Do mesmo jeito que IPs privados em geral são administrados por um servidor DHCP, IPs públicos também podem ser. No meu caso o meu provedor de internet tinha um servidor DHCP para toda a região da cidade onde eu morava, e cada roteador recebia seu IP público e dinâmico. Isso me custou mais umas duas semanas pra descobrir…
Ué, mas qual o problema de ser dinâmico? Não basta ser público pra podermos acessar?
— Você, mais confuso que o Gabriel do começo do post
Essa é fácil. Imagine que para acessar o meu site você digita o IP lá no browser: 123.12.9.34
. Agora imagina que na semana seguinte eu solto um novo post e você animadasso pra ler vai lá e puf, o site tá em outro IP. Um saco né? É esse o problema :P
Mas agora, diferente do que aconteceu na minha casa, eu não tinha acesso ao servidor DHCP do provedor para forçar o IP do meu roteador a ser estático, então, depois de mais uma semana quebrando a cabeça eu encontrei uma solução: Dynamic DNS.
Oh meu jesus, mais um termo?
— Você, já não aguentando mais o aluguel que tá esse post
Prometo que estamos no fim.
Dyn DNS
Lembra do nosso exemplo hipotético em que você acessava meu site usando o IP? Agora fala sério, quando você acessa um site, você usa o IP do site?
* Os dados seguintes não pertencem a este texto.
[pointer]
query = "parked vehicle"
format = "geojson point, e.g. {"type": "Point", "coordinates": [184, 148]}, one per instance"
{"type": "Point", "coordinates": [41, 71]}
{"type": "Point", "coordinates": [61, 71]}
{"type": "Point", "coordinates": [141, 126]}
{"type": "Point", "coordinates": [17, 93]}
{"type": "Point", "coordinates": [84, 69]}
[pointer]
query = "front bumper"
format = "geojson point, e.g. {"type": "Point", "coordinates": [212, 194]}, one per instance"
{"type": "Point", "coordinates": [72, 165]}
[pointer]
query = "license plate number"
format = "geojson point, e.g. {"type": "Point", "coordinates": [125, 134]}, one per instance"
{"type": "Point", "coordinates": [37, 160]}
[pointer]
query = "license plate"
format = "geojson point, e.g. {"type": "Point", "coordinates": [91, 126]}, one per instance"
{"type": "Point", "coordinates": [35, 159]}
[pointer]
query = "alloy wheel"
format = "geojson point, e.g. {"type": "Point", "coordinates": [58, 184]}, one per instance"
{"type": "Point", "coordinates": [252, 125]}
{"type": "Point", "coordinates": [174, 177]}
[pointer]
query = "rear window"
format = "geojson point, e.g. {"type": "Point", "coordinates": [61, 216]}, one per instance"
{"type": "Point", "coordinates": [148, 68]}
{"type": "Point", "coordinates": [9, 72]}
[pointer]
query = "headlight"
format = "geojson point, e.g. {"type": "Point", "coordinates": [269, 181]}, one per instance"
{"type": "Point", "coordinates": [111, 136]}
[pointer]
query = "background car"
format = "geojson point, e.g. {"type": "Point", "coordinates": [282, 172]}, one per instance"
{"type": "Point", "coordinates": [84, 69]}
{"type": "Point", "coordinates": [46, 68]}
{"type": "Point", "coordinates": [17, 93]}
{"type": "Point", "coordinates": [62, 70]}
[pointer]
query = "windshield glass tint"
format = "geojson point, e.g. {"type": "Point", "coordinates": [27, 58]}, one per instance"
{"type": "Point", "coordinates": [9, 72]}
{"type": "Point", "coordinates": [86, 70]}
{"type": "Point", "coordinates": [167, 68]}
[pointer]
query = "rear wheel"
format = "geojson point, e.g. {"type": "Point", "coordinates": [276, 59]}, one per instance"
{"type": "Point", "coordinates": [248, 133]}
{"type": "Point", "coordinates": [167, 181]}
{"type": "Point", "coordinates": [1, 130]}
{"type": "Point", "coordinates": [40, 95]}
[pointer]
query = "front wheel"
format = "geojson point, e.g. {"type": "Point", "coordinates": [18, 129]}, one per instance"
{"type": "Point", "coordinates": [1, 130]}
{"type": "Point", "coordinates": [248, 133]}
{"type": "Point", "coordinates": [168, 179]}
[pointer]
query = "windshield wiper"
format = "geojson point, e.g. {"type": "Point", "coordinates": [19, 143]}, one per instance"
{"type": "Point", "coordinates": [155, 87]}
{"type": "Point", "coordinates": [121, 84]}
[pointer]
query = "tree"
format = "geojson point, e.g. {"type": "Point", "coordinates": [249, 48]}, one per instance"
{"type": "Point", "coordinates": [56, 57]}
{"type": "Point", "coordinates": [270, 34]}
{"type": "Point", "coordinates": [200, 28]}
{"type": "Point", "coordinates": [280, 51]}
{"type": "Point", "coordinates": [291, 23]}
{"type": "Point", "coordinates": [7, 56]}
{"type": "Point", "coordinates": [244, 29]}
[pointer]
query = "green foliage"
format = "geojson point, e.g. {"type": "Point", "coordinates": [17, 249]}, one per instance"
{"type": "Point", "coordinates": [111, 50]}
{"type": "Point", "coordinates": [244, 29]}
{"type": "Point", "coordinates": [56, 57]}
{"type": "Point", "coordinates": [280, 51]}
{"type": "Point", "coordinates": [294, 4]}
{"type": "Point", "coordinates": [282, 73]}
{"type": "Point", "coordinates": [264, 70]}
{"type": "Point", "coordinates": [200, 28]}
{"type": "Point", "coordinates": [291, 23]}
Não. Em geral os sites tem nomes tipo google.com
e ganesh.icmc.usp.br
. Esses nomes chamam domínios: nomes mais amigáveis ao usuário que mapeiam para endereços IP e servem pra você não ter que ficar lembrando os endereços de cada site e serviço que você quer usar, até porque esses IPs podem mudar.
O Domain Name System, esse sistema que converte domínios para IPs, é muito útil para a gente agora. Se o nosso site tivesse um domínio tipo gmcruz.me, poderíamos só mudar o IP que mapeia para esse nome e pronto. Para o usuário final nada mudou.
O Dynamic DNS é o mecanismo que permite alterar registros DNS conforme o IP muda. Por exemplo, podemos fazer um programa que checa se o IP do roteador mudou e, se for o caso, atualiza o registro DNS com o novo IP. Felizmente pra gente isso já está feito e existem vários clientes de DNS dinâmico por aí. O que eu faço a seguir é meio mecânico, então vou deixar só uma lista dos passos com links:
- Pegar um domínio: comprar ou pegar de graça usando Github Developer Pack ou domínios grátis.
- Delegar o gerenciamento do domínio para a CloudFlare (não é obrigatório, é só como eu fiz)
- Configurar o domínio para Dyn DNS na CloudFlare
- Configurar o script para rodar na rasp que atualiza o DNS conforme o IP do roteador muda. Eu usei o ddclient e configurei com a imensa ajuda desse tutorial.
Observações
Depois de umas semanas com tudo funcionando bem eu percebi que não queria expor um site usando a minha raspberry, porque não é muito confiável em termos de segurança, rede, energia, capacidade de processamento, etc. Então eu logo fechei a porta 80 e desliguei o servidor web.
Nossa mano você me fez ler até aqui pra falar que nem usou o rolê?
— Você, puto da vida
Não, não é isso. Eu gostava da ideia de poder mexer na minha rasp de fora de casa, mas com o site isso não era possível, e ela nem fazía um bom trabalho em termos de ser um servidor web. Então o que eu fiz foi abrir a porta 22 em vez da 80, e configurar um servidor SSH para que eu conseguisse acessar e realmente mexer e fazer coisas nela. Meu site hoje é hospedado no Github Pages, que é gratuito e confiável.